Tutto questo produce, nel Sé keatsiano, una tensione libidica forte, cioè una sorta di eccitazione tra le
quattro funzioni psichiche, le quali sono a loro volta portate a compensare questa stessa tensione,
risolvendola in uno stato di equilibrio tra opposti complementari tramite la produzione continua di
immagini e simboli. Siccome il conflitto tra le funzioni si scatena all’interno del modo in cui Keats si rapporta
alle parti inconsce del Sé (la parte femminile, creativa della sua mente di genere maschile), cioè in rapporto
all’Anima, la tensione libidica risultante dal conflitto genera un alto numero di immagini e simboli. Nel caso
keatsiano questo conflitto è elaborato poeticamente, nelle varie opere, come un confronto tra da una parte,
un soggetto maschile (l’io poetico o un personaggio maschile, entrambi figurazioni attanziali del punto di
vista conscio e corrispondente alla funzione psichica superiore, differenziata in un dato momento dello
sviluppo diacronico della psiche individuale keatsiana) e, dall’altra parte, uno o più personaggi femminili
(invece figurazioni attanziali del punto di vista inconscio e corrispondente alla funzione psichica inferiore,
indifferenziata, in un dato momento dello sviluppo diacronico della psiche individuale keatsiana).
In base a questi presupposti, è possibile collocare le figure femminili dei poemi keatsiani in punti precisi
dello schema junghiano, in corrispondenza delle quattro funzioni psichiche.
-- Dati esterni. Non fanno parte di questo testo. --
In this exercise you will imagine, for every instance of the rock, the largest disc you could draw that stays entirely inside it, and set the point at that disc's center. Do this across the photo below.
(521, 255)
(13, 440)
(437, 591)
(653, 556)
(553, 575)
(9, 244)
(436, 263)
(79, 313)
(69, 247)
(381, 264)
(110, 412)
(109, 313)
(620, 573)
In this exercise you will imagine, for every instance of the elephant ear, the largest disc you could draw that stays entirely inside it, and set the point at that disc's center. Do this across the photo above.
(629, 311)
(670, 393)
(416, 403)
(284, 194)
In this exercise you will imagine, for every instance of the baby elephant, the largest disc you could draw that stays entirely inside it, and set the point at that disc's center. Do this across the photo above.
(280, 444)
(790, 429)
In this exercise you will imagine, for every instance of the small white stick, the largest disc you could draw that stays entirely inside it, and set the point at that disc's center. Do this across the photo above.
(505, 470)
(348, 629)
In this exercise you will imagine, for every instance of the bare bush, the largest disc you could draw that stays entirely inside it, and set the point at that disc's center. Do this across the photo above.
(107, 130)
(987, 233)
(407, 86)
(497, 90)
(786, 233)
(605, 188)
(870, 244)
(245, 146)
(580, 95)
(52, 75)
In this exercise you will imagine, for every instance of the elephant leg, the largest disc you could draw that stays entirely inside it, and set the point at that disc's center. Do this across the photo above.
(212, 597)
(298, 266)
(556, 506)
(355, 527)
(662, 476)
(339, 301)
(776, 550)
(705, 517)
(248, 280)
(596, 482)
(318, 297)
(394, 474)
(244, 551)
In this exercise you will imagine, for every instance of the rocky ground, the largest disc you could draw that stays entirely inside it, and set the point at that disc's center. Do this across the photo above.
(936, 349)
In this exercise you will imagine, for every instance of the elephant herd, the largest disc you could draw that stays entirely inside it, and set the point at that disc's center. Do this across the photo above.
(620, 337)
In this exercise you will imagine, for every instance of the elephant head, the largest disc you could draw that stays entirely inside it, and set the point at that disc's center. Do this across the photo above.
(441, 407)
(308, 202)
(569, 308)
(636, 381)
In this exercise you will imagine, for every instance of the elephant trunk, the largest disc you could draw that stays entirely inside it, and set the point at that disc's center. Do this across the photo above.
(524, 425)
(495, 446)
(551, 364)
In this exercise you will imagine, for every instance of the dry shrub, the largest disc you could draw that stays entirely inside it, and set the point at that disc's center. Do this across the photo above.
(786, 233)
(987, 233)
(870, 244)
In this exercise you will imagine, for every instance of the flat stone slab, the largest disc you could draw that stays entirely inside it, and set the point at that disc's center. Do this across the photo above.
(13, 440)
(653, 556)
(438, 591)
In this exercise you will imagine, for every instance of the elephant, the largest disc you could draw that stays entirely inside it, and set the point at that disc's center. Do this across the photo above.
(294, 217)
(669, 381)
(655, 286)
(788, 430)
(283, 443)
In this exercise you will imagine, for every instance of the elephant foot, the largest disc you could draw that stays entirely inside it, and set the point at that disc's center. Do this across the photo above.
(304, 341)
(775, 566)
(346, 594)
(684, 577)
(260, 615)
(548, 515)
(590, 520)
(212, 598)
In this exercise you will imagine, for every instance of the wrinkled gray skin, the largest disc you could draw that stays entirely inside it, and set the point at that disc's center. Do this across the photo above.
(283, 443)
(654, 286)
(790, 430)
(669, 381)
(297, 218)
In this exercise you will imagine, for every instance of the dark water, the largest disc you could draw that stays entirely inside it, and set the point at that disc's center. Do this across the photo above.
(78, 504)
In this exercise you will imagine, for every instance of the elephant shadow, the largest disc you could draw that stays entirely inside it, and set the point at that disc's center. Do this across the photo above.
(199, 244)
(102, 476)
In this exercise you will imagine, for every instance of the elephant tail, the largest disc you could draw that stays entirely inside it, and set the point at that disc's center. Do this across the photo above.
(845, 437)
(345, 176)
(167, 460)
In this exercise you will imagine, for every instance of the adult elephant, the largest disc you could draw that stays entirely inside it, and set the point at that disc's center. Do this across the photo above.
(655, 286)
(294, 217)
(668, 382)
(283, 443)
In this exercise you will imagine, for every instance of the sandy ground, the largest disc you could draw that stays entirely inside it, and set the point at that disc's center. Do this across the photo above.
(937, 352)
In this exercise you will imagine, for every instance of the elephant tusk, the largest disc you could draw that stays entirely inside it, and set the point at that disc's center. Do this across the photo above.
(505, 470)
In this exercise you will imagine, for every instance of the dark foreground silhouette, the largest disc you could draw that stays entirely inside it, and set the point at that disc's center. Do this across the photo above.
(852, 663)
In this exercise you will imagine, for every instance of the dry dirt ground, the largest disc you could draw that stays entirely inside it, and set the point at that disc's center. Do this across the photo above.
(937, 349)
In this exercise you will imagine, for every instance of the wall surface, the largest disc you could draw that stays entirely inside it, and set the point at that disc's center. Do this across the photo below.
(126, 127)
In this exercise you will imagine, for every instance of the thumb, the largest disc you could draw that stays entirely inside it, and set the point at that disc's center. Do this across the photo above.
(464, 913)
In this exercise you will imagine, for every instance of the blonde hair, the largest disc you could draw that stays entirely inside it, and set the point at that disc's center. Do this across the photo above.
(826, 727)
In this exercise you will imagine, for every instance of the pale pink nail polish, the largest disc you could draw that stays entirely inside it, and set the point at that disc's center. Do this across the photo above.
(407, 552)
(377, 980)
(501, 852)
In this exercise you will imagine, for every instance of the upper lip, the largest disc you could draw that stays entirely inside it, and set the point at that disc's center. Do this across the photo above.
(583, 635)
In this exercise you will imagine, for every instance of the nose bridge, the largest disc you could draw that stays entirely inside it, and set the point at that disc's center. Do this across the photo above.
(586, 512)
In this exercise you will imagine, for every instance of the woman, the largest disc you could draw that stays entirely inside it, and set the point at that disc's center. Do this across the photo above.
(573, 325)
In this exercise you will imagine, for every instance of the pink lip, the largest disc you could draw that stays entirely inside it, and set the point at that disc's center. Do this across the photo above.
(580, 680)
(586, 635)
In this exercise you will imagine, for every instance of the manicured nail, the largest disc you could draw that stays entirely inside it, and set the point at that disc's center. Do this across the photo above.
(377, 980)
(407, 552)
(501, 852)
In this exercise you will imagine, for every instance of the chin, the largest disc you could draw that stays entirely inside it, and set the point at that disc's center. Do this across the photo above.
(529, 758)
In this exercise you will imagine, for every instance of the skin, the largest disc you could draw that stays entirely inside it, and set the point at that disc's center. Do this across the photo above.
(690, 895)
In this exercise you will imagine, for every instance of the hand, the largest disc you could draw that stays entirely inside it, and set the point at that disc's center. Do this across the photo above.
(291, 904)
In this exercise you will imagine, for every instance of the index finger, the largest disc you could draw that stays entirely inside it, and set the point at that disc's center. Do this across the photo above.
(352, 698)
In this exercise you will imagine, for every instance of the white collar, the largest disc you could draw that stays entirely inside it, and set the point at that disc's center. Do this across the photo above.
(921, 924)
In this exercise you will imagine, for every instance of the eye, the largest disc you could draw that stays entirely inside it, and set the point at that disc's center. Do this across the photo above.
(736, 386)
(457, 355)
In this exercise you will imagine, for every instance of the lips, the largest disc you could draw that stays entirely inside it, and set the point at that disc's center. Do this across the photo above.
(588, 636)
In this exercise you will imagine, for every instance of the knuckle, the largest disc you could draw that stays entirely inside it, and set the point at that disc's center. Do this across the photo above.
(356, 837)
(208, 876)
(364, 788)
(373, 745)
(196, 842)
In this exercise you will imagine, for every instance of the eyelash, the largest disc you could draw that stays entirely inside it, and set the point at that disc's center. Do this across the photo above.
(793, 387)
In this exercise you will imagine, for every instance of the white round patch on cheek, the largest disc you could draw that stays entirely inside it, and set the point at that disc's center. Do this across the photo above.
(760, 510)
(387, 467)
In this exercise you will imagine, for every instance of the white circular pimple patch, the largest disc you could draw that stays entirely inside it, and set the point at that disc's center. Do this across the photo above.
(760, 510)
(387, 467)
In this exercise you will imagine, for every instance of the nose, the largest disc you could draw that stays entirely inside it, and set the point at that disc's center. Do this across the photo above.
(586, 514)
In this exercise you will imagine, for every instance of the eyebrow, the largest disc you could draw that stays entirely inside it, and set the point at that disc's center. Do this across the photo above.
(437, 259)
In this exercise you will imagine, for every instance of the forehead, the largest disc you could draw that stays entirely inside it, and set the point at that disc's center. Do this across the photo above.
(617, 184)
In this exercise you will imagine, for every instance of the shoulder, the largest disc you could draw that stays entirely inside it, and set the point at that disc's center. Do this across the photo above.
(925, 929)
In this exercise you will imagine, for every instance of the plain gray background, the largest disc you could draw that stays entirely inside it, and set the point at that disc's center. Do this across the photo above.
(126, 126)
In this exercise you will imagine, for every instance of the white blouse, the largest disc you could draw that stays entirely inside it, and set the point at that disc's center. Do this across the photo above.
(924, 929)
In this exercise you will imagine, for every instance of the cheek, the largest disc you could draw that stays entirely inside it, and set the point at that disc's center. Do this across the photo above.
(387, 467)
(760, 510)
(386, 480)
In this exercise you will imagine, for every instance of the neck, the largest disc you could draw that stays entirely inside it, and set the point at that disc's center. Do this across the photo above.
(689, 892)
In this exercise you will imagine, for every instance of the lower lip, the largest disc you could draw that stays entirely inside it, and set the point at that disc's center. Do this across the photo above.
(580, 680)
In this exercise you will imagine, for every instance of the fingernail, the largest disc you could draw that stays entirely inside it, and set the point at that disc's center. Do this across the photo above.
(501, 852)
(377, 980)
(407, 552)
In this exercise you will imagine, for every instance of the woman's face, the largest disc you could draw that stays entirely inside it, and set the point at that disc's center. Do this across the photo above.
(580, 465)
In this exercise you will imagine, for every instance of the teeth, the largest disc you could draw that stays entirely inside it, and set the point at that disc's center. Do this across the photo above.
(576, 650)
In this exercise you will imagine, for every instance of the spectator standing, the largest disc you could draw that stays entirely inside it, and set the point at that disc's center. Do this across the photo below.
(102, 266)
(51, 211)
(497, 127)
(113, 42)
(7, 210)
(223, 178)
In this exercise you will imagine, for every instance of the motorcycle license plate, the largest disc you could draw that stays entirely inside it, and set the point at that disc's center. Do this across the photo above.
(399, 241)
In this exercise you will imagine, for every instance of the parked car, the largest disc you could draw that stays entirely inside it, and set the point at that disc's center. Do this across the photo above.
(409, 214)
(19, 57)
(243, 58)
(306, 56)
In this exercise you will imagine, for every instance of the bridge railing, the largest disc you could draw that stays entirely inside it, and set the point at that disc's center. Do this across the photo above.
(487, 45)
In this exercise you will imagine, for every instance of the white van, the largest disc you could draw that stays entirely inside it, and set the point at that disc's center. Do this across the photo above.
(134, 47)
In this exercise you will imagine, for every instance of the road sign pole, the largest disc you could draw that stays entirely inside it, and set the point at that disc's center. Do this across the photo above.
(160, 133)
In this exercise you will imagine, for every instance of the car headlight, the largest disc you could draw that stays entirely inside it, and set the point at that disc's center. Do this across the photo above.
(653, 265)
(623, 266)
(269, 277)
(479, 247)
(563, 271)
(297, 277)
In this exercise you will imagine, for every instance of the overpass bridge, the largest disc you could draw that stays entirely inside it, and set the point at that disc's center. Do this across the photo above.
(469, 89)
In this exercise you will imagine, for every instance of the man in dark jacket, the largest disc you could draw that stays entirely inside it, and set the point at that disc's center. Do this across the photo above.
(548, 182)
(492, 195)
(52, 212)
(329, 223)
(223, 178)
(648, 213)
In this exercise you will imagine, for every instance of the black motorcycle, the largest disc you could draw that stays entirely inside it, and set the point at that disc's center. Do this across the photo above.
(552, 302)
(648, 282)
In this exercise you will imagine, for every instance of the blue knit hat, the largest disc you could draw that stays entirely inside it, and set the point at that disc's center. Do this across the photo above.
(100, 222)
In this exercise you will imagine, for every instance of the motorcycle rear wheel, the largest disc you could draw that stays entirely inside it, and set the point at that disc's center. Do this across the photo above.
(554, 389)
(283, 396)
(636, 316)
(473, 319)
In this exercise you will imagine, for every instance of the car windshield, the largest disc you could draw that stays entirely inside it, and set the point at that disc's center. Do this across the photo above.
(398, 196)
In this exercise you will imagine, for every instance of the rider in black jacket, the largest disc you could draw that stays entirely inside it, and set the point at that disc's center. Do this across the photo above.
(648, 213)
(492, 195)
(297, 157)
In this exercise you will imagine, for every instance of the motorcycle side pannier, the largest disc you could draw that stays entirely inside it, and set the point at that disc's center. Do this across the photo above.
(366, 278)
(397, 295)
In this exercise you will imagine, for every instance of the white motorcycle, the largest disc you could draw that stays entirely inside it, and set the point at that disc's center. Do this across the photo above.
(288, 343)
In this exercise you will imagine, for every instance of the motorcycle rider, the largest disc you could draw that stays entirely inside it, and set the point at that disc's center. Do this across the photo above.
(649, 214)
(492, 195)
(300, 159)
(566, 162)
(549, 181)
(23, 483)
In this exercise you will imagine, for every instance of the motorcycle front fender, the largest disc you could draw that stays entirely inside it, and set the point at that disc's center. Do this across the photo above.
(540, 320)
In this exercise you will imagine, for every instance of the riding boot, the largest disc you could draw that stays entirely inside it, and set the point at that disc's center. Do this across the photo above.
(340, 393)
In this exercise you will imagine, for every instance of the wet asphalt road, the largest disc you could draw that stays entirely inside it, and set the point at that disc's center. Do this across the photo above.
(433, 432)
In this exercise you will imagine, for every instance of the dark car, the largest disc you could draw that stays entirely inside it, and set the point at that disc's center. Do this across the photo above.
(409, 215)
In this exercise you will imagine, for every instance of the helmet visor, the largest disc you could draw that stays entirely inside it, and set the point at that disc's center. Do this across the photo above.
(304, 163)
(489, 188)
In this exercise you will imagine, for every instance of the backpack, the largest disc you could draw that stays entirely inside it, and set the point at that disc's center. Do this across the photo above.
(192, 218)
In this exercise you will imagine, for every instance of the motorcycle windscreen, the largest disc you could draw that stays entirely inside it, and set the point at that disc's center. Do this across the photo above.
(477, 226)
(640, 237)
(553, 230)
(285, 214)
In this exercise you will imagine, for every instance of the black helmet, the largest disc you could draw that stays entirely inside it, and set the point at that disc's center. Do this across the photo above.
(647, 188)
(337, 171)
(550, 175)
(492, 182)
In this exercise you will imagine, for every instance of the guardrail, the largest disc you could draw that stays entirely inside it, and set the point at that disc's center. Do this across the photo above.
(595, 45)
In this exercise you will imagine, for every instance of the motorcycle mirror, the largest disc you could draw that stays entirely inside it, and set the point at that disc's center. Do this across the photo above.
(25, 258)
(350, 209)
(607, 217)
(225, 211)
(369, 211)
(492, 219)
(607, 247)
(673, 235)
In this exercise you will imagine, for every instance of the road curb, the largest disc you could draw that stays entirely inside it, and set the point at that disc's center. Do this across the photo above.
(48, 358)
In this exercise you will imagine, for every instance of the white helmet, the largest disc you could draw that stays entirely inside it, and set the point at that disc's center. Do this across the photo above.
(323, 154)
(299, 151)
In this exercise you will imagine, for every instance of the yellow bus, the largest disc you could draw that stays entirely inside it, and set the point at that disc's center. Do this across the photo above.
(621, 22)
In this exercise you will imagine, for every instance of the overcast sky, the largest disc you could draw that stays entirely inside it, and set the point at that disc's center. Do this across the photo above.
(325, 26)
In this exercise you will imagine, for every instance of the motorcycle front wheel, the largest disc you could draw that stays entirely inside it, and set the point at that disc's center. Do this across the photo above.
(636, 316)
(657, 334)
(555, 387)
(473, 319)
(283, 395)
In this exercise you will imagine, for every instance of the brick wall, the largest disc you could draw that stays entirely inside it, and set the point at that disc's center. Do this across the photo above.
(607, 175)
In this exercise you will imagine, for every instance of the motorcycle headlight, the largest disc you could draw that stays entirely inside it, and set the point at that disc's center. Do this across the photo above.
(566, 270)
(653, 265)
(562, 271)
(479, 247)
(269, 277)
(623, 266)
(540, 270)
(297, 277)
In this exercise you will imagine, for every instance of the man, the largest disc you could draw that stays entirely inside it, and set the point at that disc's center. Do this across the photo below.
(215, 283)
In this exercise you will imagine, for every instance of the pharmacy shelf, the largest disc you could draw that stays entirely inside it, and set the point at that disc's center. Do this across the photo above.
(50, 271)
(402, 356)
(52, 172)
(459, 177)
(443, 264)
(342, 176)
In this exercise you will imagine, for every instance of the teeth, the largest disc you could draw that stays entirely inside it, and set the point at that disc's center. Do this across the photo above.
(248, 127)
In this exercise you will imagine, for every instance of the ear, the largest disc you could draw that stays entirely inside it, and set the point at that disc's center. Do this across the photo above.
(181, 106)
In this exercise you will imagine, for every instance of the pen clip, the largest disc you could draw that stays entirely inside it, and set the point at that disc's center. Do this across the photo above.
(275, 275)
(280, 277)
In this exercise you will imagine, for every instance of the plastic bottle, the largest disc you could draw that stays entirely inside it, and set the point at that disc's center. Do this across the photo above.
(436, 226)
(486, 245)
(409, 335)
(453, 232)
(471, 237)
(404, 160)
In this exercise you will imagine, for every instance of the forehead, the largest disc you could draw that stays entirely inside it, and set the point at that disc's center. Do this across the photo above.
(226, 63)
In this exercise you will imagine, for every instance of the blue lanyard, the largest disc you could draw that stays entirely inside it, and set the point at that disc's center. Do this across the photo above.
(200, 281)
In secondo luogo, è possibile
ricostruire anche il programma e il ruolo narrativo incarnati da ciascuna di queste figure femminili in
rapporto al punto di vista conscio, maschile corrispondente in un dato momento sincronico dello sviluppo
della mente creativa keatsiana e incarnato dall’io poetico o da un dato personaggio maschile.
In alcuni casi, un personaggio (sia maschile, sia femminile) può incarnare più di una funzione. Ad
esempio, Madeline e Porphyro, i protagonisti di The Eve of St. Agnes, incarnano, rispettivamente, una
combinazione di Pensiero / “Thought” e di Intuizione / “Imagination” (Madeline = pensiero speculativo e
intuitivo) e una combinazione di Sensazione / “Sensation” e Sentimento / “Heart’s affections” (Porphyro =
sentimento empirico). Nelle descrizioni keatsiane, Madeline è infatti interamente immersa nel proprio
mondo interiore, psichico (è “sole-toughted”, v. 42, e “thoughtful”, v. 55), quindi è riconducibile all’attività
astratta del “thought” e contemporaneamente vive l’amore per Porphyro nella dimensione irreale, onirica,
visionaria della “fairy fancy” legata alla superstizione della vigilia di Sant’Agnese, quindi è riconducibile
anche all’attivazione della funzione psichica dell’Intuizione / “Imagination”. Dall’altra parte, Porphyro
incarna la Sensazione /”Sensation”, essendo un personaggio dalla spiccata capacità di esercitare, al massimo
grado di intensità, l’intero ventaglio delle percezioni sensoriali (cfr. la stanza 33, vv. 262-270) ed essendo
interamente preso dal desiderio erotico per Madeline incarna anche le “Heart’s affections” (cfr. il simbolismo
del rosso, palese anche nell’etimologia del nome, e del fuoco, “burning Porphyro”, v. 159; “with heart on
fire”, v. 75, entrambi figurativamente all’ardore dell’Eros e quindi al trasporto delle “Heart’s affections”).